Issue:

BOOK REVIEW WAYS OF FORGETTING, WAYS OF REMEMBERING: Japan in the Modern World

By John W. Dower (New Press 2012)

by Miki Tanikawa


Ways of Forgetting, Ways of Remembering is appropriately titled. But perhaps any sharp historiographical accounts could share the same title; like the very point the author makes, a history book is about revealing what the writer wants to highlight while neglecting what he wants to hidea willful choice between the “focused gaze” and the “averted gaze,” in the author’s lingo.

Dower is an MIT history professor and recipient of the Pulitzer Prize for his book, Embracing Defeat: Japan in the wake of World War II. This latest book, a collection of essays published previously, may be an attempt to find a moment of resonance for them since he is painfully aware that certain renditions of history don’t register when your approach goes against the prevailing winds.

In the 1960s, when Dower was embarking on an academic career, his approach to historical research was decidedly liberal (some would say “Marxist”) and unambiguously close to that of E.H. Norman, a Canadian diplomat and historian who tragically committed suicide after becoming a target of the McCarthyist witch hunt in the 1950s. It found little resonance in an academic milieu that strongly favored a much more conservative “modernization theory,” which premised that all nations, when properly configured socially and economically, would follow the social development model of the west. The first chapter of this book, describing Norman’s contribution to the field of modern Japanese history, reads like a eulogy dedicated to this man whose work Dower so admires. He is deeply sorrowed by the tragic consequence of his life and the sub sequent burial of Norman’s excellent work on Japanese history, at least for a time.

Dower’s ire against the conservative forces is on ample display as he vividly recalls the “Smithsonian incident” in the mid-’90s, when the museum’s planned exhibition of the B-52 bomber was abruptly canceled after meeting with harsh conservative opposition (though it was later revived in gelded form). He deplores how the “revisionist” label had replaced the “communist” label that the liberals so feared being slapped with in the years after the war.

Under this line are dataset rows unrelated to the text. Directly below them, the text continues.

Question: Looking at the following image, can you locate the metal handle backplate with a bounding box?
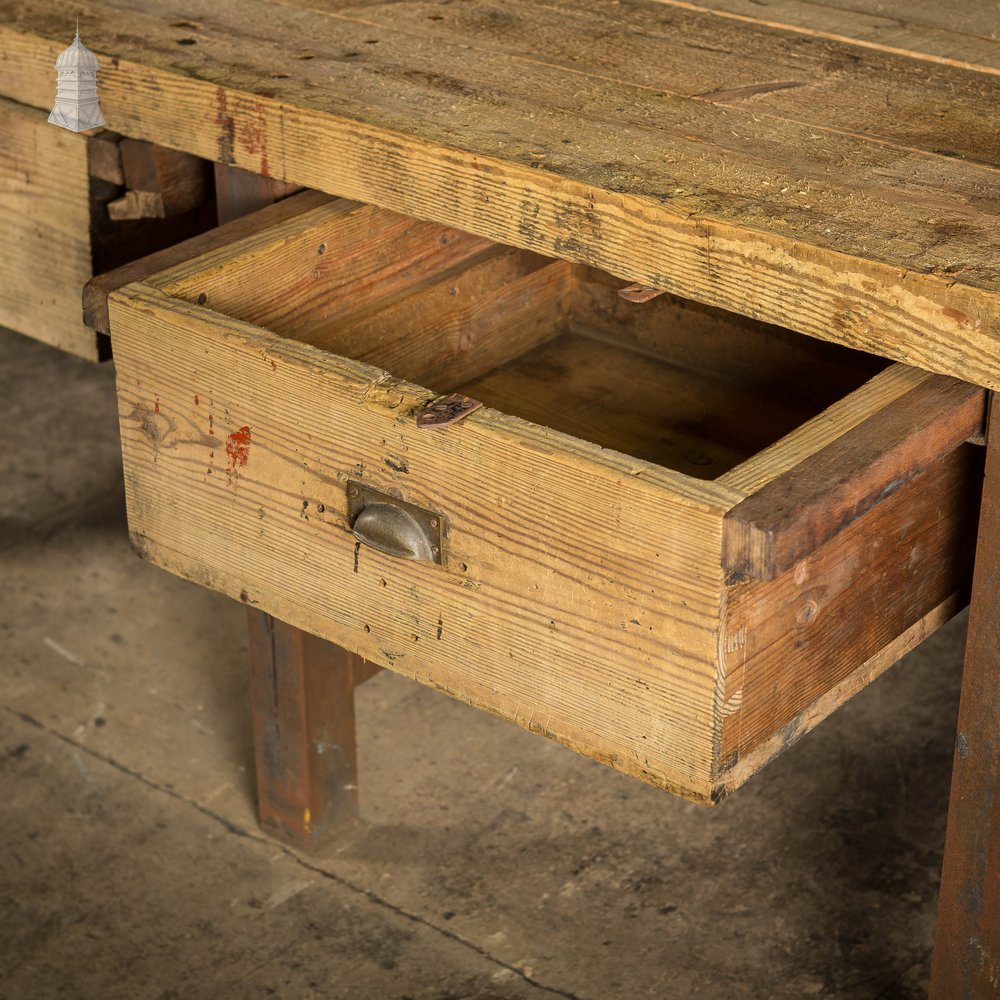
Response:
[347,480,444,564]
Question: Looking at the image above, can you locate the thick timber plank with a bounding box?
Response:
[650,0,1000,75]
[1,2,1000,386]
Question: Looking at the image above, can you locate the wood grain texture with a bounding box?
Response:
[152,200,498,341]
[718,365,932,493]
[3,1,1000,387]
[650,0,1000,75]
[83,190,334,336]
[110,281,739,800]
[713,593,964,798]
[304,0,1000,161]
[0,97,98,359]
[107,139,212,220]
[718,443,983,775]
[456,332,838,481]
[572,267,886,408]
[723,375,987,580]
[305,250,574,391]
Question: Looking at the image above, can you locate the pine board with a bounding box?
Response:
[651,0,1000,75]
[719,445,982,775]
[2,0,999,386]
[0,97,99,359]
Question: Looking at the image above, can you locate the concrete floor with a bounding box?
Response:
[0,327,969,1000]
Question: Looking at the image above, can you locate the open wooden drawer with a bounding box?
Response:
[106,192,985,802]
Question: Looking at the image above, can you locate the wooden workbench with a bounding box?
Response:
[2,2,998,995]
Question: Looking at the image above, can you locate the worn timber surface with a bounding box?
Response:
[2,0,999,386]
[0,97,97,359]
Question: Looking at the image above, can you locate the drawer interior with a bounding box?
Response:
[153,200,887,480]
[456,297,884,480]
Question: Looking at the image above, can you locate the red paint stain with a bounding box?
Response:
[209,414,214,434]
[215,88,235,164]
[154,397,160,414]
[225,426,252,481]
[942,306,971,326]
[243,102,270,176]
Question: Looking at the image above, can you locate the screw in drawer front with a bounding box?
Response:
[346,480,445,564]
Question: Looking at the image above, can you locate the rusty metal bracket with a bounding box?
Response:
[617,283,665,303]
[416,393,483,429]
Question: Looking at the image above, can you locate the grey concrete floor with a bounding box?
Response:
[0,327,969,999]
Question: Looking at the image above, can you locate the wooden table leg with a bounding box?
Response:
[931,393,1000,997]
[247,608,366,850]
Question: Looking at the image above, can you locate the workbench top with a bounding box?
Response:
[3,1,999,386]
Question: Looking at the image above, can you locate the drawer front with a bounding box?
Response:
[103,195,982,802]
[0,97,96,357]
[110,280,735,801]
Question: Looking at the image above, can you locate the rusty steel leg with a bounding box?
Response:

His greatest angst is reserved still for the Bush administration’s deliberate comparison of the U.S. experience with Japan after WWII and the American invasion of Iraq and how reshaping that country could be success fully brought to a close an idea which Dower easily dismisses. The American Occupation in Japan had enormous moral as well as legal legitimacy in the eyes of the rest of the world, including in neighboring Asia that had been so recently savaged by the Japanese war machine, Dower argues. (He cites other technical reasons for the absurdity of the comparison.)

Aside from serving up a scathing critique of the American conservative’s view of history, this collection of essays is a gem of a book for both educational and recreational reading. His interpretations of the events and perceptions of the general Japanese public, something that requires a complex and layered understanding of Japanese society, are far more accurate and balanced than many other books on Japan written by non Japanese authors which often trigger a negative gut reaction by Japanese readers. His judiciously chosen sources that include various Japanese public opinion polls and close examination of popular culture give him an edge that many Western journalists, often drawn to the voices of the “elite” politicians and commentators, miss out on.

Dower similarly exhibits a canny gift of digging deep into social and cultural workings, another result of his trait of peering into the non-elite strata of the society. In one example, he examines the flourishing use of high art during the Pacific War in the effort to beautify the war. Woodblock prints portraying the valor of the Japanese navy, silk kimono featuring Japanese battleships, and a serialized comic featuring the feisty black stray dog “Norakuro,” which debuted in the ominous year of 1931 when Japan invaded Manchuria were all mobilized to romanticize the war effort, and all have parallels today. One only has to look at the way manga have been used to sanitize seemingly indigestible social dilemmas such as the use of nuclear power plants in a crowded, earthquake prone nation.

His street level views of history come in handy once again when he closely examines the use of karuta word games (the syllable cards) that came into vogue among the postwar Japanese as a vehicle for satire, mocking misery and playing to the new found cynicism.

Dower’s incisive remarks about the Japanese reaction to the war include the vastly dodged topic here: the public responsibility of the Emperor for the war. He asks, “If he was deemed to have no responsibility whatsoever for the horrors and disasters that took place between his ascension to the throne in 1926 and the end of the war in 1945, why should ordinary Japanese even think of taking responsibility on themselves?”

As Japan turns the page of a new political chapter with the conservative LDP swinging back to power, is it not useful to rethink Japan’s prewar and postwar past with illuminating commentary and insight on the political and social events that transpired? Dower plays that guide to Japan’s recent past quite well.


Miki Tanikawa writes for the International Herald Tribune and teaches Japanese history and international relations at JICA and other universities in Japan.